Certo, Improta prefigura una mobilità “dolce e sostenibile”, con bike e car sharing, parcheggi di scambio e velocità commerciale, ma per fare un primo passo in questa direzione intanto occorrerebbe portare a bordo di un veicolo di trasporto merci «una percentuale di occupazione superiore a quella che i singoli operatori in questo momento riescono a garantire, e magari nel frattempo utilizzarlo per la differenziata e per raccogliere le merci per la consegna a domicilio da quel negozio, creando una piattaforma integrata e un sistema strategico per ottimizzare il tutto». I numeri parlano chiaro: oggi a Roma il 70% degli spostamenti avviene entro 10 chilometri e l'80% delle merci viene trasferito su gomma.

Quindi «serve un processo integrato» altrimenti si va rapidamente verso il collasso logistico.
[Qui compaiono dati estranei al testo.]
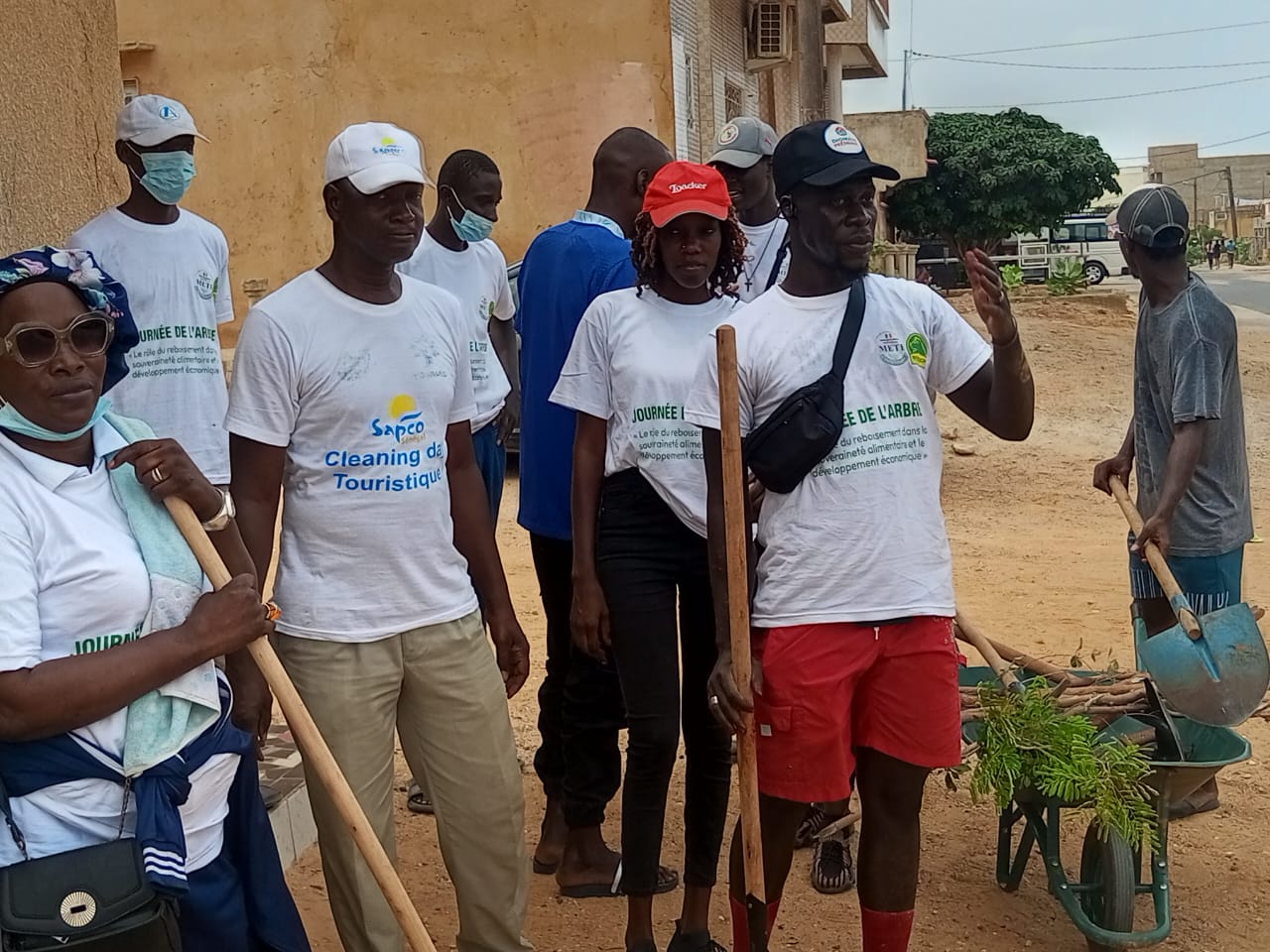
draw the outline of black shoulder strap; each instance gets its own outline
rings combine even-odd
[[[838,331],[838,343],[833,348],[833,376],[838,381],[847,377],[847,367],[851,364],[851,354],[855,353],[856,341],[860,340],[860,327],[865,322],[865,279],[856,278],[851,282],[851,297],[847,298],[847,312],[842,317],[842,329]]]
Nel corso del convegno l'assessore ha giustificato la prossima uscita di Atac dalla Unione Industriali di Roma con i costi dei sistemi di rappresentanza che oggi l'azienda alla canna del gas non si può permettere, in futuro si vedrà. Non è mancato un accenno alla “Notte bianca per pedoni, pedali e pendolari” che si terrà tra il 16 e il 17 maggio 2014, annunciata ieri dal sindaco e che vedrà l'interdizione del traffico privato nell'intera area urbana all'interno del Gra. Un'idea che ha già scatenato numerose polemiche. «Ovviamente, come al solito, si sono sollevate le voci catastrofiste – ha commentato Improta – ma ormai siamo abituati al fatto che tutto ciò che viene proposto debba per forza determinare allarmismo….», ma lui è convinto che la risposta di Roma sarà del tutto positiva. E poi, di qui all'anno prossimo questa amministrazione avrà ben altre gatte da pelare.